これはデザイナーに限ったことではないと思うけど、先輩の仕事を見て技を盗めと教わった人が多いはず。

今や、そんな要素を繰り返したり、先輩の技を盗む必要なんてまるで無い。
磨くべき技能は、コンピュータがほとんどやってくれるからだ。
せいぜい、アプリケーションソフトの便利な使い方くらいしか、見て盗めるものなんて無い。
もはや、仕事は見て盗むものではなくなった。

にもかかわらず、相変わらず現場には教育という考え方が薄い。
「職場は学校じゃない」が皆の決まり文句だし。
この文句そのものは極めて正しいのだけど、解釈を間違えるととんでもない時代錯誤になる。
会社が学校(法人)であるという場合を除いたら、確かに学校じゃない。
でも、教育の現場であるという認識が必要。絶対に。

その理由、デザインの現場に限った話で言えば、こういうことになる。

かつて技能の習得は、文字通り身体で覚える体得だった。体得とは、ある動作を繰り返し行うことで動作を自動化していき、もっとも重要な部分に意識を集中させる。そして、沢山の経験の中からベストの答えを探し出す、という解決を行うことだと思う。

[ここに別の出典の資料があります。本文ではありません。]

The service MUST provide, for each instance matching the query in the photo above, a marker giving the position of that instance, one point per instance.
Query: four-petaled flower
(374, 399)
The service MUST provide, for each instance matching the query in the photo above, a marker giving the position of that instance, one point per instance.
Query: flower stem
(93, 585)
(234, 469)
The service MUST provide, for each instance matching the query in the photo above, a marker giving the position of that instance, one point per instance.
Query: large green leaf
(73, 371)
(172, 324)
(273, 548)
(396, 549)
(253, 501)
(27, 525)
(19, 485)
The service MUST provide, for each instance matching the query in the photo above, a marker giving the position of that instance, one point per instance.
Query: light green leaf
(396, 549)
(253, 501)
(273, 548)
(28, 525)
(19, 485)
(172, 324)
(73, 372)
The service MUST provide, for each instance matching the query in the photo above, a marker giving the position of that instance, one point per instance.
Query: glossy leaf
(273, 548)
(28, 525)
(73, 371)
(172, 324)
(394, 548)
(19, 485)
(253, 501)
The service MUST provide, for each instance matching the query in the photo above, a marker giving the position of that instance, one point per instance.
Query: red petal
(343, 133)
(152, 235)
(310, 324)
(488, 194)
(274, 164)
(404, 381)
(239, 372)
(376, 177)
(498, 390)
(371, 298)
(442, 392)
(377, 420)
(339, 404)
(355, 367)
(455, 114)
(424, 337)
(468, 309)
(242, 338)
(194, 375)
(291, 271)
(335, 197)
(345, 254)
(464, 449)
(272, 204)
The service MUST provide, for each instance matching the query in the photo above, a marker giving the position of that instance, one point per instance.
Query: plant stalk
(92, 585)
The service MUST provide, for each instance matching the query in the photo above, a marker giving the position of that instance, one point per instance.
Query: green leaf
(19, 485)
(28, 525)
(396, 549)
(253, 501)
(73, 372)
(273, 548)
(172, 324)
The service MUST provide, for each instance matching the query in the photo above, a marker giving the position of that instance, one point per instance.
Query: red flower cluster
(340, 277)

今、身体技術としてのデザイナーの技能は、ここまで研ぎ澄ましていく必要は無いんだから。
美しいグラデーションを描くために、エアーブラシを扱う指先に集中する必要は全くない。絵の具のとき具合やら、空気圧の調整やら、身体で覚えなきゃならない要素は皆無。
マウスさえ扱えれば、技能的に未熟でもアイデアは素晴らしい精度でかたちになる。

だからデザイナーの仕事は、その殆どが知識と智恵に依るものとなった。
もちろん、職業デザイナーなるものが誕生した頃から、知識と知恵はデザイナーに不可欠のものではあったけど、今はそのウェイトが大きくなったということ。アプリケーションソフトを扱うことやプログラミング、コーディングのように、技術ですら知的資産となったのだから。

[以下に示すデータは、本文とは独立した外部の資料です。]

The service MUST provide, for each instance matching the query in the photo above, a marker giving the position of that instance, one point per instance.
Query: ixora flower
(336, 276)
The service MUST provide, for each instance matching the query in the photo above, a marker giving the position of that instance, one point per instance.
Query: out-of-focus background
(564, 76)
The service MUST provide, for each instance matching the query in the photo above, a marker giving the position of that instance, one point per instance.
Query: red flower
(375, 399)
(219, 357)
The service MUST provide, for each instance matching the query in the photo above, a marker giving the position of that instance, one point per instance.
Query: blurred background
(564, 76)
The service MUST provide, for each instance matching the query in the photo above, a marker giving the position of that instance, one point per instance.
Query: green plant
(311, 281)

体得であった頃は、身体が覚えるまで単一要素を繰り返すことが教育だった。その基礎技術の習得がデザイナーのスタートラインであって、あと(の付加価値部分)は自分たちで考えなさい、考えて動きなさいという教育だったと思う。技術習得していく間に、それ以外のことも吸収しなさいね、という。
DTP時代になって技術がバーチャルなものとなり、長期間をかけて体得する必要が薄れてしまうと、この教育のカタチは成り立たなくなった。Mac使うのなんか幼稚園児でも出来るし、それが多少上手く扱えたところで、それ自体は一銭の価値にもなりはしないのだから。

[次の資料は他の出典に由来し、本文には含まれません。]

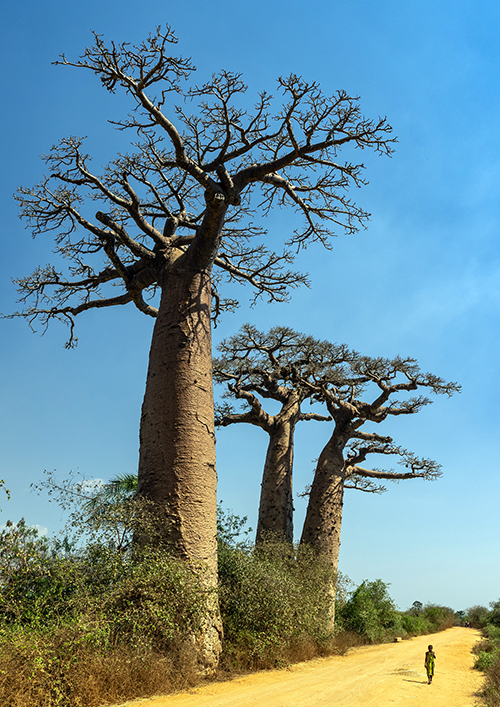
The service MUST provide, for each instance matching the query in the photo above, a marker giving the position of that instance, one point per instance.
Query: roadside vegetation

こうしてデザイナーのスタートラインは基礎技術の習得ではなくなって(そんなのは出来て当然)、いきなり知の技術、知の技法という世界になった。
専門領域の知を蓄え、使う。そういう技術。そこがスタートラインで、あとは自分の感性をどう織り込むか。

技術が基盤で感性があとっていうのは、以前と変わっていないと思うのだけど、その基盤になる技術が「知」になっちゃったってとこがポイントなんだろう。


これはデザイナー個人にとってはもちろん、会社にとっても同じこと。
会社の価値を決めるのは、知を蓄積し、その使い方を知っていることだと思う。

で、会社での教育というのは知的技術の習得になったハズなんだけど、デザイン業界の難しいところで、ビジュアルを扱っているが故にどうしてもビジュアライズの技術に重心がいってしまう。ビジュアルの中にある知的生産の部分が、逆に見えづらくなっているという皮肉。

これまで知の技能を教育するという文化もスキルも無いのだから無理もないけど。そこは個々人のヤル気と能力に委ねられてたとこだから。でも、これからは違う。
技能強者が技能弱者に伝授するような昔ながらの教育ではダメだろう、ということ。

これからは新しきは古きに、古きは新しきに学び、絶えず知識体系を更新していくような継続的な教育が必要で、そのような教育体系こそ会社組織を創っていくようになる・・・これ自体、そんなに特別なことでも無い気がするけど・・・どうだろうか。

でも、知識体系が会社の価値を高めるというところまでは確信している。
だから今、組織全体を対象にした教育が必要だし、会社は教育現場でなければならないのだと考えている。

あけました、2011年

writer meijin writer 2011年01月04日 18:55

新しい年が明けました。

例年よりも、気力が充実している気がしますよ。
去年勉強してきたことがアタマの中で整理されてきていて、色々な場面で明確な答えが出せるようになり、自信につながっているのだと思います。
今年も引き続き、さまざまな分野について学び、より良いサービスを提供できるように心がけたいですね。

仕事上の目標もいくつか掲げていますが、今年こそ中小企業診断士の試験を受けてみようと思っています。まだまだ全然勉強不足ですが、市販のテキストをぱらぱらめくって見ると、以前は知らないことだらけだったのが、多少見知ったことが増えてきたことは実感できます。
学校に行くほど本気モードというわけではないですが、実力試しをしてみたくなりました。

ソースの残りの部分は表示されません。